The psalmists were not writing to believers who were filled with the Spirit, but Paul told believers who were filled with the Spirit that the Psalms were appropriate subject matter. Paul also gave this exhortation to a congregation of mostly Gentile believers. He expected that the Spirit would translate the prayers and praises of one nation into many tongues.

2. Psalms are biblical.

This was one of those observations that, once I heard it, I’ve not been able to forget it. The letters of Paul to the Ephesians and Colossians are similar but each contains some distinct emphases. In Colossians 3:16 we see almost the same results of Ephesians 5:18-19 but from a different cause.

Let the word of Christ dwell in you richly, teaching and admonishing one another in all wisdom, singing psalms and hymns and spiritual songs, with thankfulness in your hearts to God. (Colossians 3:16)

Biblical people, the kind we most certainly want to be, are stocked with Scripture and, in particular, the Psalms.

Psalm 1, a psalm about delighting in the law of the Lord and meditating on it day and night, introduces 149 more psalms, 149 more songs. It does not head the list of 149 more doctrinal bullet points.
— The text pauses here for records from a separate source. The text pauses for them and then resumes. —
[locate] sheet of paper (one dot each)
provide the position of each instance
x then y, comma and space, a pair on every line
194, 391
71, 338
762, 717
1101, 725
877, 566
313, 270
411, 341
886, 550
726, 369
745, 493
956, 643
A melody set to meter would enable meditation and enhance memory. It might even be enjoyable. Songs help us delight more. When we get a song stuck in our head, is that not part of what it means to mediate day and night?

3. Psalms are vital.

Our English word “vital” comes from the Latin vita = life; so it describes something that is absolutely necessary, indispensable to the continuance of life. Vital signs are life’s minimum. God’s Word is vital for life, so says the introduction to the Psalter itself: Psalm 1.

Blessed is the man
[whose] delight is in the law of the LORD,
and on his law he meditates day and night.
He is like a tree
planted by streams of water
that yields its fruit in its season,
and its leaf does not wither.
In all that he does, he prospers.
The wicked are not so,
but are like chaff that the wind drives away.
(Psalm 1:3–4)

The law of the Lord is to be delighted in, and there are few better ways to do that than singing. Psalm-love encourages us to be planted for sake of life, even when the culture waters dry up around us. For the thirsty, my attempt to explain Psalm 1 is here.

The end for the meditator is that in all that he does, he prospers. The picture returns to the man, not just the tree. There is a solidity, a sweetness, a sap to his life rooted in God’s Word. And note that the contrast is not with a shallow-rooted, brown-branched, barren tree. The contrast is with a hollow husk of chaff. The chaff is dead. But our hearts should be alive with the sound of Psalms.